University of Queensland researchers have studied the habits of recent recreational users to discover how much cannabis is typically used in a joint – and found significant variations.
The 31 participants, who had smoked cannabis in the last 30 days, were asked to roll joints, spliffs or to pack cones as they would normally do, only using oregano as a substitute.
The cohort produced three cannabis-only joints, three cannabis and tobacco spliffs, and three cannabis-only cones in that order. Only the modes of administration with which participants had previous experience were sampled – for example, those who did not smoke spliffs did not complete this part of the task.
The final sample sizes for each preparation were 30 for joints, 31 for cones and 25 for spliffs. There were significant variations across all three methods of consumption with joints ranging from 0.1g to 1.25g, spliffs from 0.12g to 1.21g and cones from 0.03 to 0.41g.
Those who used cannabis daily rolled three times the amount of ‘cannabis’ into a joint.
But while the team was unable to measure THC concentration directly using oregano, when they told participants to use the herb as if it was more potent, they did not adjust enough to adequately reflect the change.
The researchers said the majority of Australian research in this area has studied self-reported frequency of use and “crude quantification” – number of joints or cones smoked per day – as a proxy for cannabis exposure.
These metrics do not account for variations in the quantity or potency of cannabis and may poorly estimate the potential consequences of use, the researchers claimed.

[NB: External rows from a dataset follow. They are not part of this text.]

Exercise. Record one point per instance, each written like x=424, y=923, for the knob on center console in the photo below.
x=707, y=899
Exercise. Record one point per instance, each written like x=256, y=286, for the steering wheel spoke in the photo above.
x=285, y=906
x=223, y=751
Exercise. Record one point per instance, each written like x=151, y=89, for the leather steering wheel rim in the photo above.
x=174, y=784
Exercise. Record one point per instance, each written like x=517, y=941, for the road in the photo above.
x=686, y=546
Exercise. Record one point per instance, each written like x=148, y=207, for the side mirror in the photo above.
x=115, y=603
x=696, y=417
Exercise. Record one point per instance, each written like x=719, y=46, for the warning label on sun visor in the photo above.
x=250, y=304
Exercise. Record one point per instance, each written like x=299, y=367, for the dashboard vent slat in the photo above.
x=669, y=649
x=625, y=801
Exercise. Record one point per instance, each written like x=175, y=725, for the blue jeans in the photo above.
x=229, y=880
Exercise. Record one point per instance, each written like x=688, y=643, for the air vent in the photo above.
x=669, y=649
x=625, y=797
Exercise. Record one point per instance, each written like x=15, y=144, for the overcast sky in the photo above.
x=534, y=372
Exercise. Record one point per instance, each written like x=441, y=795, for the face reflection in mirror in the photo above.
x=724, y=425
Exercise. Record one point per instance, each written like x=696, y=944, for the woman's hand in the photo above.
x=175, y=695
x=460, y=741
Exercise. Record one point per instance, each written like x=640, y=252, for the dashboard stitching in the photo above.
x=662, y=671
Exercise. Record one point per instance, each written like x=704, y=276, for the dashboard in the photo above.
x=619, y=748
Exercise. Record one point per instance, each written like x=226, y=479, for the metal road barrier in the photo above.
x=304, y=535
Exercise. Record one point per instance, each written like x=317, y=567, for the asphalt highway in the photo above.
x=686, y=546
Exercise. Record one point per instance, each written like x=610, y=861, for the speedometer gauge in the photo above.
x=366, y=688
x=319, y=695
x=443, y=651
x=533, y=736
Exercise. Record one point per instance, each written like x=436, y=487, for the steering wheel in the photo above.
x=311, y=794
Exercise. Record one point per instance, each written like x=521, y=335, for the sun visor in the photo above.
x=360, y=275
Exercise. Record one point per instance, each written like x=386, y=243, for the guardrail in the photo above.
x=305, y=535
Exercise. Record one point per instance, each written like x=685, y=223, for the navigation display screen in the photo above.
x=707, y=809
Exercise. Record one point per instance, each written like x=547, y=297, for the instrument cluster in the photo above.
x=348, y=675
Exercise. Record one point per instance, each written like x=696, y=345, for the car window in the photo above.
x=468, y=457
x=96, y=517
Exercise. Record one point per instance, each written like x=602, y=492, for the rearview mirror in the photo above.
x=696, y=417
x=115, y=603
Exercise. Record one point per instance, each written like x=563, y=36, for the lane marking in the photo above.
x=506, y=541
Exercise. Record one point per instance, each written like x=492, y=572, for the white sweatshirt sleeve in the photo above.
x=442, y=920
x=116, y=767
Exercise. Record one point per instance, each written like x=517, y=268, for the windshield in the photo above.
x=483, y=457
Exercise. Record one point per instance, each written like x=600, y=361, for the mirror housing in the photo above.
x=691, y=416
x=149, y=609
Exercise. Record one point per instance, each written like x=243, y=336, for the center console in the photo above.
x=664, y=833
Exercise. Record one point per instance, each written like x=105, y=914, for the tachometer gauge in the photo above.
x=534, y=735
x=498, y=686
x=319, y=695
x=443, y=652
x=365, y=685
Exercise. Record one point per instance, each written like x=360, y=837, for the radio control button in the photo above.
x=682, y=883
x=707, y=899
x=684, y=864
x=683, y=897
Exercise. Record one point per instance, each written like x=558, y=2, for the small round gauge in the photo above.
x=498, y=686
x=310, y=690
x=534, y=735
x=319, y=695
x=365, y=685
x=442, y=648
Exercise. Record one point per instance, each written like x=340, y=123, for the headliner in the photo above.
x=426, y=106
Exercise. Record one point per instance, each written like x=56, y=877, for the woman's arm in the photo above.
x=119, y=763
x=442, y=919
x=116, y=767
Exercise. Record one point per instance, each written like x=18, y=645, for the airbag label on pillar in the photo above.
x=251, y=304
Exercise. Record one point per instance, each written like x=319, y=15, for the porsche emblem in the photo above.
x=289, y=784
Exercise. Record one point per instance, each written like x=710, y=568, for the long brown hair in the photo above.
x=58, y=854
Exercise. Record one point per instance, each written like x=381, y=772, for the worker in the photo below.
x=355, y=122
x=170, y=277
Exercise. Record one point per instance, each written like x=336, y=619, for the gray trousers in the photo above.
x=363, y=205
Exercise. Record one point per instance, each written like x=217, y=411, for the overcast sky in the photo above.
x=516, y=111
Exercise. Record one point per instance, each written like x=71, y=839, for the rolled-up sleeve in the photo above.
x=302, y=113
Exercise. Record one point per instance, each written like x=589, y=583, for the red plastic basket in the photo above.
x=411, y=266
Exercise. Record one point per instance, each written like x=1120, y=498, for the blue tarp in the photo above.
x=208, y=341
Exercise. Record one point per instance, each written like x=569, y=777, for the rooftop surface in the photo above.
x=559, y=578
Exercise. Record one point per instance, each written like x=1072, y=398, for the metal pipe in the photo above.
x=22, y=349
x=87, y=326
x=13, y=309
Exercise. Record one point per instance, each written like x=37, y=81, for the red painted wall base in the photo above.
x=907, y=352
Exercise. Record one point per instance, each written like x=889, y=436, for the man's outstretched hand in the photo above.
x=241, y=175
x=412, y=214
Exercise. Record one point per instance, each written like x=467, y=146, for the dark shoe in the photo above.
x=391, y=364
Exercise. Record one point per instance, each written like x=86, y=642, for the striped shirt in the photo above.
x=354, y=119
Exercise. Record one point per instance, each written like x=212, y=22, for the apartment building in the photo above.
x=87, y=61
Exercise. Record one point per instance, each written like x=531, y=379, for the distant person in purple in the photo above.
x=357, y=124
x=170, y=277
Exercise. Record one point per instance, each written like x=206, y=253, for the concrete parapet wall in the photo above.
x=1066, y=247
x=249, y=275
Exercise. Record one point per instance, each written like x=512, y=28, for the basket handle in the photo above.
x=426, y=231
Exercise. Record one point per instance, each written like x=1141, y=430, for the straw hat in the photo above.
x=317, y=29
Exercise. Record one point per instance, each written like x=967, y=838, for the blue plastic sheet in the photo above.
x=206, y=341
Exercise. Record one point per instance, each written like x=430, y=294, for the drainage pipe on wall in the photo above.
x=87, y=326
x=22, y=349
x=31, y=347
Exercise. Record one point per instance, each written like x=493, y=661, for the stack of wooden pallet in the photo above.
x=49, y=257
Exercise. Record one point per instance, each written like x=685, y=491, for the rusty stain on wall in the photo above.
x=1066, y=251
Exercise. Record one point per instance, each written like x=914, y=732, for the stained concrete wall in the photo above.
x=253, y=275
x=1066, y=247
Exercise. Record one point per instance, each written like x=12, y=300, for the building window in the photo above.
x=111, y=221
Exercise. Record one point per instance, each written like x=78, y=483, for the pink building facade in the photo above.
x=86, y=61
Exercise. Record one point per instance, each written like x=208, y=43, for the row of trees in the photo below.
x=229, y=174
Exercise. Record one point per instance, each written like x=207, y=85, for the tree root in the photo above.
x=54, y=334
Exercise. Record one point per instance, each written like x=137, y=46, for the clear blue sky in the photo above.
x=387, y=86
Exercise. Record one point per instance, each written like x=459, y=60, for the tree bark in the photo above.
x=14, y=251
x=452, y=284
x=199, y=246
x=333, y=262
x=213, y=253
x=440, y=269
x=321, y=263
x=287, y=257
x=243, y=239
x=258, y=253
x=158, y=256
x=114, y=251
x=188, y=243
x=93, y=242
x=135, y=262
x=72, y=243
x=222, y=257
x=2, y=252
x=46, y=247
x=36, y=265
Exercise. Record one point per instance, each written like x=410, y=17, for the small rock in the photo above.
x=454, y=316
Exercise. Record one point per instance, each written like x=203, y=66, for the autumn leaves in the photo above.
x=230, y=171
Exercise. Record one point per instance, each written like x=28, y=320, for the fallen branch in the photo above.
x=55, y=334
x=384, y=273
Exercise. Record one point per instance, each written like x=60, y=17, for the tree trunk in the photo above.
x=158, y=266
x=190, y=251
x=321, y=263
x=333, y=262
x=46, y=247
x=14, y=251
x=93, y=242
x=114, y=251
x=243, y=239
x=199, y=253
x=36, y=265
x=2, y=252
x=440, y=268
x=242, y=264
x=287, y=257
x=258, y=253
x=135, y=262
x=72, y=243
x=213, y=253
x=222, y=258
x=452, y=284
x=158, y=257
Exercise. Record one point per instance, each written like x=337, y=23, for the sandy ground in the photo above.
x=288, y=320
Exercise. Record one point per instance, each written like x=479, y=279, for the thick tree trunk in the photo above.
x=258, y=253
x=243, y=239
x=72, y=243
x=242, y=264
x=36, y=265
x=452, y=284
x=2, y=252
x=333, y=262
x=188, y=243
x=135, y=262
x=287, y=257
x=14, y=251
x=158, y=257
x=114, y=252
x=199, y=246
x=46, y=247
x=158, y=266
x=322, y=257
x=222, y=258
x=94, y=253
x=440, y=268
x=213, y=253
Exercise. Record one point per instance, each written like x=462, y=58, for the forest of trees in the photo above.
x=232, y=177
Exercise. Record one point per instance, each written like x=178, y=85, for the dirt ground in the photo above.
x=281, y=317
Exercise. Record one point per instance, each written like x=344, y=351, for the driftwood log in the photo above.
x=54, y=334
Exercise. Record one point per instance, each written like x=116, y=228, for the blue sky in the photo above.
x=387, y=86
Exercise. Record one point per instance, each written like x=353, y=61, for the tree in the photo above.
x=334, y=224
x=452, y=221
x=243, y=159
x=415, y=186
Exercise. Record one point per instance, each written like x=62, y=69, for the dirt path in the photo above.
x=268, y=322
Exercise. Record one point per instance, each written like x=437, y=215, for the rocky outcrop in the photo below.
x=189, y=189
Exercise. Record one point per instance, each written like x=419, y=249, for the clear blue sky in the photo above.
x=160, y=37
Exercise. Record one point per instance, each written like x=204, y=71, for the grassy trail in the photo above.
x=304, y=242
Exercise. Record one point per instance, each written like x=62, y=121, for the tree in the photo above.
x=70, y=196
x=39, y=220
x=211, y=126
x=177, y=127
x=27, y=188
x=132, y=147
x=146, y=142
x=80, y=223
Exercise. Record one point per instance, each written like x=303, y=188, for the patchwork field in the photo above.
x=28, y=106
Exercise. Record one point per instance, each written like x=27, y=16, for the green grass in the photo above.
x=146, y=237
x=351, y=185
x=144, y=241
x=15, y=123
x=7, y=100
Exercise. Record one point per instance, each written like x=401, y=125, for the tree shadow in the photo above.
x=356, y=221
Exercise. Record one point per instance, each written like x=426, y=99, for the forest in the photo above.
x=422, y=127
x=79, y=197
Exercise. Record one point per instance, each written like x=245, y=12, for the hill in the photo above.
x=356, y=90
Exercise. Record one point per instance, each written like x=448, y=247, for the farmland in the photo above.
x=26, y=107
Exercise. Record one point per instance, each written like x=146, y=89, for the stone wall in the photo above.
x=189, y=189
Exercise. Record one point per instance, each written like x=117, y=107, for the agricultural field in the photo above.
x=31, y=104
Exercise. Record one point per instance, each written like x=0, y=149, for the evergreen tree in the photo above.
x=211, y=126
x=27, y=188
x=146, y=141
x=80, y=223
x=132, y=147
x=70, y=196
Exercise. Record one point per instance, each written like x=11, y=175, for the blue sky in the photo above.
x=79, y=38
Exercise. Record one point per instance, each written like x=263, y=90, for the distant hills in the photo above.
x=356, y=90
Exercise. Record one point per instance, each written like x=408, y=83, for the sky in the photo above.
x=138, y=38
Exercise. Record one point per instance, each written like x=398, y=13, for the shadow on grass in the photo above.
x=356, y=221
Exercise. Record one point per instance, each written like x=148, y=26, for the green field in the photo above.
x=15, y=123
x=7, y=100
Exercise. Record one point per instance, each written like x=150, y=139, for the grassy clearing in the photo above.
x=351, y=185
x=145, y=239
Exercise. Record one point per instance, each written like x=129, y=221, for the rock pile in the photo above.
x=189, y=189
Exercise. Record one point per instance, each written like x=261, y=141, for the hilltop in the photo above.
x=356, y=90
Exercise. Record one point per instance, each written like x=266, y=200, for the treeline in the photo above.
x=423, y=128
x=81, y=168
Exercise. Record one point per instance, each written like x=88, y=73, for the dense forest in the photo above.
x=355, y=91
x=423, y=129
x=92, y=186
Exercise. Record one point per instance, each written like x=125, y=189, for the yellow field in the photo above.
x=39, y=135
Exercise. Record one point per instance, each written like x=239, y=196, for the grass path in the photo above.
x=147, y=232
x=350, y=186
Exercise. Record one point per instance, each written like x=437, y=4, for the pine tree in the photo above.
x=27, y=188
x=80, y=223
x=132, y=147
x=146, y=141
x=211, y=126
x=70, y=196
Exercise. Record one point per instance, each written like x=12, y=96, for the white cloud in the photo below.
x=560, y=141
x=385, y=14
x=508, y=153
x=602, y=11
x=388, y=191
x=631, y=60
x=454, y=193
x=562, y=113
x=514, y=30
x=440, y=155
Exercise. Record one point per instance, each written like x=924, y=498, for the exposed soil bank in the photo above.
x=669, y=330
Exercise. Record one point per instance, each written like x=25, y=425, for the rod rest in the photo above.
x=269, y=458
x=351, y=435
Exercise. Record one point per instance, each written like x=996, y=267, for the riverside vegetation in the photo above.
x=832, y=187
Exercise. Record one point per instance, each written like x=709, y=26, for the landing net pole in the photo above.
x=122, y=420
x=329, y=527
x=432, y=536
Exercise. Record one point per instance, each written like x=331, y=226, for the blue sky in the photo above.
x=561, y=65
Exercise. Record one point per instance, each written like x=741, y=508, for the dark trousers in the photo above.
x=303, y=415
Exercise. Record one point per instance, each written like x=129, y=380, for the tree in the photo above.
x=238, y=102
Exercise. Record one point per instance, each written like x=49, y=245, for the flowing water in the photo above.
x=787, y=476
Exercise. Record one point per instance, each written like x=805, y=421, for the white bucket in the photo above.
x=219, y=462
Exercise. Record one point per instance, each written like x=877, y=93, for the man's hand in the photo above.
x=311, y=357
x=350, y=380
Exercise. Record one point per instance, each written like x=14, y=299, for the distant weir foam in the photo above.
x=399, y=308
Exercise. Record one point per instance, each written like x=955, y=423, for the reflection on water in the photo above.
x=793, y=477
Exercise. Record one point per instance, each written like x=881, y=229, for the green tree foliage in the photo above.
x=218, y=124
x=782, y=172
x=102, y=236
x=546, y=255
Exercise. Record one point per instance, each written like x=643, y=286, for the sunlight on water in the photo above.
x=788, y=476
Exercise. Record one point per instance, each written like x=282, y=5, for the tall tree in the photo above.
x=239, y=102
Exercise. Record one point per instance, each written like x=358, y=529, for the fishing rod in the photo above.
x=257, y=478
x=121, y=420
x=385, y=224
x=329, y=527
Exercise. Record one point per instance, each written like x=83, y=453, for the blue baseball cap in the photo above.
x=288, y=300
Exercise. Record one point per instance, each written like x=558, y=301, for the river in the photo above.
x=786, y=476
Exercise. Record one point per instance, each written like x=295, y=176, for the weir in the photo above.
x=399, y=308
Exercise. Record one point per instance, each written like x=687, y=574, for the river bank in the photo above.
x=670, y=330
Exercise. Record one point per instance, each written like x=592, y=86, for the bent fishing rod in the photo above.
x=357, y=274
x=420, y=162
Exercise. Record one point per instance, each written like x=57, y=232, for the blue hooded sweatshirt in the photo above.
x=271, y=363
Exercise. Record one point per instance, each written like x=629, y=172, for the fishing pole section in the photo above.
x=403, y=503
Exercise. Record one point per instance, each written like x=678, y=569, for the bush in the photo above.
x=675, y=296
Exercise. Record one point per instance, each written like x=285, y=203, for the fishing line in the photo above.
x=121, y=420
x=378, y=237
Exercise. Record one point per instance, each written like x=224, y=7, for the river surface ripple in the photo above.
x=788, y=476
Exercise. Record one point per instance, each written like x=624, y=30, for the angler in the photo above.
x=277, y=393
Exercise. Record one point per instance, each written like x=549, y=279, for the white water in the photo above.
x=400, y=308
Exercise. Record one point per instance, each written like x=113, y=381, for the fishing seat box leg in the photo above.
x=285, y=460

They added: “The amount of cannabis used in common modes of administration may be highly variable. Daily use may be associated with using larger quantities of cannabis.
“The results indicate people may adjust the quantity of cannabis relative to the perceived potency… however, not proportional to THC concentration.
“The variability in quantities prepared shows that the THC exposure from one joint, cone or spliff varies based on individual differences in the preparation of these most common routes of administration.
“Importantly, it underscores the limitations of the current metrics of only asking participants to report the number of joints or cones smoked per day in standard Australian national surveys.”